Thomas Günther · Answer 6 · Tue Jul 09 2024 20:22:10 GMT+0800 (China Standard Time)

Many thanks for this effort!

I also checked the code with your testfile. With rel=False I got a resistance error of -3milliOhms plus +7% but with rel=True I got 3.7 milliOhms plus 7% which really makes sense. For the IP error I got $d\Phi=1.4|R|^(-0.5)$ which is very similar to the values in the upper right plot of Fig. 7 in Adrians paper ($1.92 |R|^(-0.61)$).

The error model is between 0.3 and 2.5 mrad (note the symlog scale) which makes sense to me.
We need to check with other files how robust this procedure is. Anyone with data is welcome to test and report.

Thomas Günther · Answer 7 · Tue Jul 09 2024 20:31:07 GMT+0800 (China Standard Time)

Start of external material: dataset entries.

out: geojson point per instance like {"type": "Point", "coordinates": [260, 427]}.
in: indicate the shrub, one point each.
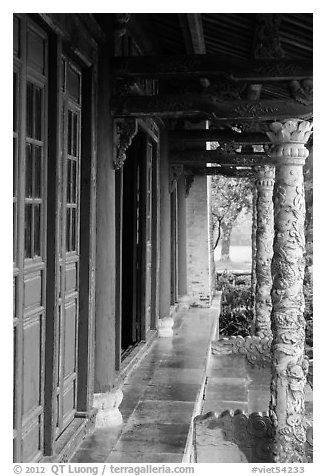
{"type": "Point", "coordinates": [236, 313]}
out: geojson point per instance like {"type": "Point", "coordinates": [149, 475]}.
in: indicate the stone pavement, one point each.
{"type": "Point", "coordinates": [234, 384]}
{"type": "Point", "coordinates": [161, 397]}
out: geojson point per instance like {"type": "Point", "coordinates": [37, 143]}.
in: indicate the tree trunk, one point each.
{"type": "Point", "coordinates": [226, 239]}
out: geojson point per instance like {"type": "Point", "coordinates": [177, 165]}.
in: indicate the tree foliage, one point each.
{"type": "Point", "coordinates": [230, 196]}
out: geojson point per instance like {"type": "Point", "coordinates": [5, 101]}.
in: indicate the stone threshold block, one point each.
{"type": "Point", "coordinates": [107, 404]}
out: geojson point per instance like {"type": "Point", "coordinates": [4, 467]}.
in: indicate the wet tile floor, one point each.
{"type": "Point", "coordinates": [159, 398]}
{"type": "Point", "coordinates": [161, 394]}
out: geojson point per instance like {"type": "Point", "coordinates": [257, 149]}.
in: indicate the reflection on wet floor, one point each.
{"type": "Point", "coordinates": [159, 398]}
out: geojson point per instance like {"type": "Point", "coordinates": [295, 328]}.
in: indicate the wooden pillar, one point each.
{"type": "Point", "coordinates": [165, 225]}
{"type": "Point", "coordinates": [264, 249]}
{"type": "Point", "coordinates": [182, 238]}
{"type": "Point", "coordinates": [289, 364]}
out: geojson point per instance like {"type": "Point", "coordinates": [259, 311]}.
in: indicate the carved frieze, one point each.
{"type": "Point", "coordinates": [288, 141]}
{"type": "Point", "coordinates": [302, 91]}
{"type": "Point", "coordinates": [223, 89]}
{"type": "Point", "coordinates": [253, 434]}
{"type": "Point", "coordinates": [189, 180]}
{"type": "Point", "coordinates": [120, 23]}
{"type": "Point", "coordinates": [268, 42]}
{"type": "Point", "coordinates": [264, 249]}
{"type": "Point", "coordinates": [175, 173]}
{"type": "Point", "coordinates": [124, 131]}
{"type": "Point", "coordinates": [289, 363]}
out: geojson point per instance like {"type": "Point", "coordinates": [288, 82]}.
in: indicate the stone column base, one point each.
{"type": "Point", "coordinates": [164, 327]}
{"type": "Point", "coordinates": [108, 415]}
{"type": "Point", "coordinates": [257, 350]}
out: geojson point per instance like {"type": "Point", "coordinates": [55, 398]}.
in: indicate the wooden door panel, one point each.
{"type": "Point", "coordinates": [30, 191]}
{"type": "Point", "coordinates": [33, 290]}
{"type": "Point", "coordinates": [70, 338]}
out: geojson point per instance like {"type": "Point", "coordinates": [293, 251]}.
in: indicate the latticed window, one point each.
{"type": "Point", "coordinates": [33, 169]}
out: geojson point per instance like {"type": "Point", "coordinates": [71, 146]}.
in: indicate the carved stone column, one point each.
{"type": "Point", "coordinates": [289, 364]}
{"type": "Point", "coordinates": [253, 255]}
{"type": "Point", "coordinates": [264, 249]}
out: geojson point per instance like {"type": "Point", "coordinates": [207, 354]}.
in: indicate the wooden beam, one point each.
{"type": "Point", "coordinates": [196, 157]}
{"type": "Point", "coordinates": [208, 107]}
{"type": "Point", "coordinates": [219, 135]}
{"type": "Point", "coordinates": [206, 66]}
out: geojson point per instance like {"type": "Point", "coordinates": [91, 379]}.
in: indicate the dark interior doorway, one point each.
{"type": "Point", "coordinates": [131, 246]}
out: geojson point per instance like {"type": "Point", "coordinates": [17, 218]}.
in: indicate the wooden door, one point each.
{"type": "Point", "coordinates": [145, 260]}
{"type": "Point", "coordinates": [30, 189]}
{"type": "Point", "coordinates": [148, 254]}
{"type": "Point", "coordinates": [68, 249]}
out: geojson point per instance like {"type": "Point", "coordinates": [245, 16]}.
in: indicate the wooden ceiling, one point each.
{"type": "Point", "coordinates": [236, 70]}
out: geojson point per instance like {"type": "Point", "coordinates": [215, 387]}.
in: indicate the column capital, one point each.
{"type": "Point", "coordinates": [288, 141]}
{"type": "Point", "coordinates": [265, 175]}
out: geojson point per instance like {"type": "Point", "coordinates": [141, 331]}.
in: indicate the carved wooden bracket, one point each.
{"type": "Point", "coordinates": [256, 349]}
{"type": "Point", "coordinates": [268, 36]}
{"type": "Point", "coordinates": [189, 180]}
{"type": "Point", "coordinates": [124, 131]}
{"type": "Point", "coordinates": [253, 434]}
{"type": "Point", "coordinates": [175, 173]}
{"type": "Point", "coordinates": [120, 22]}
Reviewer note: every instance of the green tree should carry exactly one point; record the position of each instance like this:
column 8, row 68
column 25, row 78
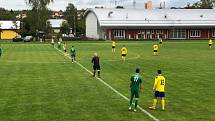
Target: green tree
column 65, row 29
column 39, row 15
column 71, row 16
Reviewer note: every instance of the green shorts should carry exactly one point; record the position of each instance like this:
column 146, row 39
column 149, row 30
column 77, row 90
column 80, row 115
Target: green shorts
column 135, row 93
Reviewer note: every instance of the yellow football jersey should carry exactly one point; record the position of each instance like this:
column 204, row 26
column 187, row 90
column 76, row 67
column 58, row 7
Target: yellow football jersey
column 124, row 50
column 155, row 47
column 113, row 43
column 210, row 41
column 160, row 83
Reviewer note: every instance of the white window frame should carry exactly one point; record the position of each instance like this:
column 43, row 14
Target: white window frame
column 159, row 31
column 119, row 33
column 213, row 33
column 195, row 33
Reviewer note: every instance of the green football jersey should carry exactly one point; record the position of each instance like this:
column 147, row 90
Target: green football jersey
column 73, row 51
column 136, row 81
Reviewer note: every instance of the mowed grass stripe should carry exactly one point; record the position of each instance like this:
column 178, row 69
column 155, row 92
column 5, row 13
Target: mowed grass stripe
column 54, row 91
column 109, row 86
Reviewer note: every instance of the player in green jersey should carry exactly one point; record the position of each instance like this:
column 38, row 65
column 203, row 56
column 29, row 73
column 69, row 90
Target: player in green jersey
column 73, row 54
column 135, row 86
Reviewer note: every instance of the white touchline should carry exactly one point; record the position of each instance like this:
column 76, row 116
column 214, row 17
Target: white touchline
column 106, row 84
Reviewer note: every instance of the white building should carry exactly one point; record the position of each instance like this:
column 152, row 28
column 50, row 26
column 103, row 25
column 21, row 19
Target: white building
column 114, row 23
column 56, row 24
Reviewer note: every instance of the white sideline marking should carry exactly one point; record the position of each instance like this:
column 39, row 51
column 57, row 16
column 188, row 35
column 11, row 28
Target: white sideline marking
column 102, row 81
column 133, row 58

I just don't like the four possible different output arguments (ab only, ab/ax, ab/abip, ab/abip/ax) and that the first axes is lost in case of IP. I would rather redirect ip=True (or ip=anyarray) to do IP reciprocal analysis only so that it can also be used to do it spectrally and the output is the same.